Throughout The Grapes of Wrath, Steinbeck employs a number of different dialects that reflect the speech patterns and vocabulary of individuals from different parts of the American Southwest and California. A snippet of conversation between a truck driver and a waitress in Oklahoma reflects Steinbeck’s use of dialect in the novel:
Inside, one man, the truck driver, sat on a stool and rested his elbows on the counter and looked over his coffee at the lean and lonely waitress. He talked the smart listless language of the roadsides to her. “I seen him about three months ago. He had a operation. Cut somepin out. I forget what.’’ And she—“Doesn’t seem no longer ago than a week I seen him myself. Looked fine then. He’s a nice sort of a guy when he ain’t stinko."
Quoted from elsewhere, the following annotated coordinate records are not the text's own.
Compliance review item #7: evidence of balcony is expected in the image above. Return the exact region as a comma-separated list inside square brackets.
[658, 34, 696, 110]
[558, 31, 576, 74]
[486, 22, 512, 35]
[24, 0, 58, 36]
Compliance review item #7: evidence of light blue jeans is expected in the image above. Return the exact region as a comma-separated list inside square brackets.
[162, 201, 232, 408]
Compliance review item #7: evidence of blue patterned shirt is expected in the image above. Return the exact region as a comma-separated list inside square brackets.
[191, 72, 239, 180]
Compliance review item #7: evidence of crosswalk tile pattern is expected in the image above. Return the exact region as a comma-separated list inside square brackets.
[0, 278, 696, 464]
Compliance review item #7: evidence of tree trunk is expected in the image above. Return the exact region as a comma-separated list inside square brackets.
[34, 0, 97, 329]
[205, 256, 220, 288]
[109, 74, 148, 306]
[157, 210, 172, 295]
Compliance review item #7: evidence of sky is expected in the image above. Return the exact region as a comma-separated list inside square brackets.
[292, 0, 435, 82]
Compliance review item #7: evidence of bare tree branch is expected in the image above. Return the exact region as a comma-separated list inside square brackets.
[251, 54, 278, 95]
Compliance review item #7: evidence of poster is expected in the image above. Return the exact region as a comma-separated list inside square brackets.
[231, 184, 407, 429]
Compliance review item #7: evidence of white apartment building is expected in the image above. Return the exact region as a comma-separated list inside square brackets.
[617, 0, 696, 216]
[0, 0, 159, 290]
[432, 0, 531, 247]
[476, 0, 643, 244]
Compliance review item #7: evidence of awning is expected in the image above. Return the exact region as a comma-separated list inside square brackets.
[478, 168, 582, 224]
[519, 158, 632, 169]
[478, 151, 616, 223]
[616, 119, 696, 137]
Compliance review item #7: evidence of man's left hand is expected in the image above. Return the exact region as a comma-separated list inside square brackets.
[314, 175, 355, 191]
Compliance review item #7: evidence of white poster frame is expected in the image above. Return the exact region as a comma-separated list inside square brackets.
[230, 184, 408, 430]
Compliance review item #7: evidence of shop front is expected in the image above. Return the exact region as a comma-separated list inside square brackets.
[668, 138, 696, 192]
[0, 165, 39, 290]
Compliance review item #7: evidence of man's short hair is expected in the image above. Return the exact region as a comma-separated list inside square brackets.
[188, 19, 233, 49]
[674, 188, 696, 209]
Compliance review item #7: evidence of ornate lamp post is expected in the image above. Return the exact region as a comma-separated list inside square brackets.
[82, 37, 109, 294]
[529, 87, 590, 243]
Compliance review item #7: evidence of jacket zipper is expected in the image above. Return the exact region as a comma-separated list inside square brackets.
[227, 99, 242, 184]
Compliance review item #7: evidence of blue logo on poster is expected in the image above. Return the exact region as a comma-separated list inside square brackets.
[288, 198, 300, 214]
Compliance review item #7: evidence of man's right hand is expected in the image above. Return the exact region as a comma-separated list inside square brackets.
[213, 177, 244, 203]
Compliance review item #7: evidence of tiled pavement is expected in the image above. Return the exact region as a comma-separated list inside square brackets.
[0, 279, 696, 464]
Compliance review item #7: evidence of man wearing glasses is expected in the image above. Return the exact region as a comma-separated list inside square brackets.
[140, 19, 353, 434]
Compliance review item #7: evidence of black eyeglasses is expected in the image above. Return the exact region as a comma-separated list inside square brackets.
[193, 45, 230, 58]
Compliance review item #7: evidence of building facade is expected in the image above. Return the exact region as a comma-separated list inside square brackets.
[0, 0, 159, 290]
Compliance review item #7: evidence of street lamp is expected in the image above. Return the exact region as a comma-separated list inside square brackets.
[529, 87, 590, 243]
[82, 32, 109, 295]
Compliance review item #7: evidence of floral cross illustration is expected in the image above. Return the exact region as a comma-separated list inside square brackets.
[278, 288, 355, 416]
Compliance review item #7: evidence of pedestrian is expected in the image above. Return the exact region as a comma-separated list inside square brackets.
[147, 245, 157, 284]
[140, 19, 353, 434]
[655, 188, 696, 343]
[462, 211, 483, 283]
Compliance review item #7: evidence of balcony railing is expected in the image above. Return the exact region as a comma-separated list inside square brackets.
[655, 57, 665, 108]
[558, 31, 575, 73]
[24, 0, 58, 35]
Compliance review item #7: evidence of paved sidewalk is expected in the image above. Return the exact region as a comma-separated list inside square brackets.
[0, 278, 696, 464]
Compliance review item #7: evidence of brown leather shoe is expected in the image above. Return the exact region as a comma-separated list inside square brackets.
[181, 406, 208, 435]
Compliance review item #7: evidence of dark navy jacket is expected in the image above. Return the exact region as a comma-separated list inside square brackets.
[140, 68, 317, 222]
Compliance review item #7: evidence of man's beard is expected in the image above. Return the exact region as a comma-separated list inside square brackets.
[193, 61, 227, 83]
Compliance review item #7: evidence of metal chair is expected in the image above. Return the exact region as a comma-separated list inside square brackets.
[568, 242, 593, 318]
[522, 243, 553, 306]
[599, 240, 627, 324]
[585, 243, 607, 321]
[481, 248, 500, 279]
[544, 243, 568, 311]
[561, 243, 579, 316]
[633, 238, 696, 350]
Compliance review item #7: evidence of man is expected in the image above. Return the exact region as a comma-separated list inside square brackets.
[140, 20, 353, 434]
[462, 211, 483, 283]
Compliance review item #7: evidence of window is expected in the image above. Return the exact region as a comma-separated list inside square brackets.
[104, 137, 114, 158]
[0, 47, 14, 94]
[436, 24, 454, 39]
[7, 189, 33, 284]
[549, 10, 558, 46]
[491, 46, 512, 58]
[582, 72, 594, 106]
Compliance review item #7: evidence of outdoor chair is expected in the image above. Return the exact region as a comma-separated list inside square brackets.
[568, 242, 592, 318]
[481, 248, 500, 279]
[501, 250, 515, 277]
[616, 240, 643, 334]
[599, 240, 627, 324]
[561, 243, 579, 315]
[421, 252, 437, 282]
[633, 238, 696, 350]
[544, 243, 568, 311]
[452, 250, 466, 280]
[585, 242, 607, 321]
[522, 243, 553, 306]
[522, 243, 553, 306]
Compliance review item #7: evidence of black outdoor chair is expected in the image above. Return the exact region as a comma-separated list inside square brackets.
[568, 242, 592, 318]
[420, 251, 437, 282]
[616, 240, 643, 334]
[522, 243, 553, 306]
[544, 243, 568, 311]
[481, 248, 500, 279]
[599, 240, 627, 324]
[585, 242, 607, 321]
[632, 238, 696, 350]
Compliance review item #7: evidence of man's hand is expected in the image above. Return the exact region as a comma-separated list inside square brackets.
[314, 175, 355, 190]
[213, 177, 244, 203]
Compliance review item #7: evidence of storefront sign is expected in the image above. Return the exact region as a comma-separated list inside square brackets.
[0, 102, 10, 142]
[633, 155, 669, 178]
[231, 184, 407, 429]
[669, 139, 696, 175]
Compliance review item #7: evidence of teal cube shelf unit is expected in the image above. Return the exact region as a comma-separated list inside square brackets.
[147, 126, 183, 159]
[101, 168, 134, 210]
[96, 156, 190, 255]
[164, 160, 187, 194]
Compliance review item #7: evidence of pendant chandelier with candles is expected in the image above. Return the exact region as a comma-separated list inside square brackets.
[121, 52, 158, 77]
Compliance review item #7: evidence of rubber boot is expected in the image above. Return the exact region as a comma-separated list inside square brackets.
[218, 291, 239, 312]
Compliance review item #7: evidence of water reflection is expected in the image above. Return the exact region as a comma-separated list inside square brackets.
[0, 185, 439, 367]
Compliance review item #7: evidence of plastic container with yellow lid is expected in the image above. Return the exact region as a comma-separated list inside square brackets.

The truck driver repeatedly stops at the same diners as he makes his journey across the region, chatting with the waitresses whom he meets along the way. His manner of speech identifies him as a local to the area, especially his use of “somepin” (or “something,”) a form of pronunciation that marks many characters from Oklahoma in the novel, including members of the Joad family. The waitress, also from Oklahoma, responds in a similar dialect, using the informal slang term “stinko,” which means “drunk.” Their speech reflects their background and the informal and unpretentious manner of many characters from Oklahoma as presented by Steinbeck in the novel.